Suzette Sargeant

Personal information
- Born: c.1970
- Nationality: American
- Listed height: 6 ft 1 in (1.85 m)

Career information
- High school: Orange (Orange, California)
- College: Central Arizona (1988–1990); Auburn (1990–1992);
- Playing career: 1995–2003
- Position: Guard / forward

Career history

Playing
- 1995–1996: Njarðvík
- 1996–1997: Forssan Koripojat

Coaching
- 1995–1996: Njarðvík

Career highlights
- As player: Korisliiga scoring leader (1996); NJCAA champion (1989); Kodak All-American team (1990); As coach: Úrvalsdeild Coach of the Year (1995);

= Suzette Sargeant =

American basketball player and coach

Suzette Sargeant is an American former basketball coach and player. After graduating from Auburn University in 1992, she went on to play professionally in Portugal, Italy, Israel, Finland and Iceland.

==Early career==
Sargeant played high school basketball for Orange High School in Orange, California where she averaged 22.7 points and 12.5 rebounds as a senior. In 1989 she was a member of the Central Arizona College team that won the NJCAA Division I Women's Basketball Championship. After two seasons at Arizona, she transferred to Auburn University in 1990 and played for the Auburn Tigers women's basketball until 1992. During her senior season, she started all 29 games and averaged 13.8 points and 4.4 rebounds per game.

==Career==
She started her professional career as a player-coach with Njarðvík in the Icelandic Úrvalsdeild kvenna during the 1995–96 season. For the season she averaged 19.3 points and 10.3 rebounds per game. In the Icelandic Cup, she led Njarðvík to the Cup Finals where the team lost to rivals Keflavík. After the season she was named the Úrvalsdeild Coach of the Year.
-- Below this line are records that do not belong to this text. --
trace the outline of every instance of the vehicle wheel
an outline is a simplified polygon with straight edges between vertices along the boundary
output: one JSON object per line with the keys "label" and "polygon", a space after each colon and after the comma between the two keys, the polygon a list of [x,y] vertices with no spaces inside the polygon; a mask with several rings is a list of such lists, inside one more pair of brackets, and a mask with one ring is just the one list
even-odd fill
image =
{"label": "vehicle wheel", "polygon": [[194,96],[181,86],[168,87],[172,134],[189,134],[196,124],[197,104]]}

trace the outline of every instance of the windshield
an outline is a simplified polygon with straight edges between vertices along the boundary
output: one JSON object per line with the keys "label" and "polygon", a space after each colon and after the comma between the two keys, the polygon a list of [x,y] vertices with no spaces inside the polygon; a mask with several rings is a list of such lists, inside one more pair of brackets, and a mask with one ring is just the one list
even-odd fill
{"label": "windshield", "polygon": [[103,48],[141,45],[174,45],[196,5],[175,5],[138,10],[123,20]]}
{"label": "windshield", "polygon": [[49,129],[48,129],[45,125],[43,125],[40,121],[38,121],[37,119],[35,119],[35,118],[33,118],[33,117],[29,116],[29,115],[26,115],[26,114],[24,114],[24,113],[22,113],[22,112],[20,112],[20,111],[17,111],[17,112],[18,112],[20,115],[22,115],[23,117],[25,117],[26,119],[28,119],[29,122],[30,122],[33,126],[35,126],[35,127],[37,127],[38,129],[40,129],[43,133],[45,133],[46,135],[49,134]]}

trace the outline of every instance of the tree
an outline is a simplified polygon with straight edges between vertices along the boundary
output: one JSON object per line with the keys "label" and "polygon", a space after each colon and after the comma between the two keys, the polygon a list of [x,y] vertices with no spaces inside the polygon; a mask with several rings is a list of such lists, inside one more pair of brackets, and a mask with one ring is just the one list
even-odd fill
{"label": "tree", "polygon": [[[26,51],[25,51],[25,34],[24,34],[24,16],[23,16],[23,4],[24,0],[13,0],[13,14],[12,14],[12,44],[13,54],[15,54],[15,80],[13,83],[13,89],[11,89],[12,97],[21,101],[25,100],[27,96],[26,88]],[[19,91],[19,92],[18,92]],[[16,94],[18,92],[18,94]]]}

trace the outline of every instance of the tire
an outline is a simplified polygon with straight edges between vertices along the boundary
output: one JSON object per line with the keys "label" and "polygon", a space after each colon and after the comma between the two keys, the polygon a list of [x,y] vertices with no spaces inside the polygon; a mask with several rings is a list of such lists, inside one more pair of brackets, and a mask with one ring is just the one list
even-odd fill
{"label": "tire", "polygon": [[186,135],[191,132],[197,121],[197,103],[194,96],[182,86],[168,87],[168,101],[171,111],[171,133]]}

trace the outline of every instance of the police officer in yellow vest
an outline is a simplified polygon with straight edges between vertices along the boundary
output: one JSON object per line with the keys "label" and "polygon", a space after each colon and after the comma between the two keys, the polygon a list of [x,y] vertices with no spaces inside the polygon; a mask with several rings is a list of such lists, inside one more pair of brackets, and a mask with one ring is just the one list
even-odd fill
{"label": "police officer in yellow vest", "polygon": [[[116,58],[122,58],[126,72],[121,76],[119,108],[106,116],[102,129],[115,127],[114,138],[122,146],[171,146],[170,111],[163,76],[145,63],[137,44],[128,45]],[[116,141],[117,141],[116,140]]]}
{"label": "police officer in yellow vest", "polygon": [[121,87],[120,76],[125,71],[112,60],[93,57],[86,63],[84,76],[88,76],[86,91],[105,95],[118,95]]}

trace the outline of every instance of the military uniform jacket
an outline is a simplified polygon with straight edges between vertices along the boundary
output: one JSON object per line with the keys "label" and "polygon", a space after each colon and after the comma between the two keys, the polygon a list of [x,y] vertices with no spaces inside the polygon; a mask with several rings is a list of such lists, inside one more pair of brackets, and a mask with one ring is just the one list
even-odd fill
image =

The following season, Sargeant signed with Forssan Koripojat of the Finnish Naisten Korisliiga where she went on to average a league leading 25.8 points along with 11.8 rebounds per game.

==Career statistics==
===College===

| Year | Team | GP | GS | MPG | FG% | 3P% | FT% | RPG | APG | SPG | BPG | TO | PPG |
| 1990–91 | Auburn | 27 | - | - | 42.5 | 25.0 | 72.9 | 2.1 | 0.7 | 0.6 | 0.5 | - | 4.9 |
| 1991–92 | Auburn | 29 | - | - | 40.1 | 39.6 | 79.3 | 4.4 | 1.8 | 1.9 | 0.8 | - | 13.8 |
| Career |  | 56 | - | - | 40.7 | 38.8 | 77.0 | 3.3 | 1.3 | 1.3 | 0.7 | - | 9.5 |
Statistics retrieved from Sports-Reference.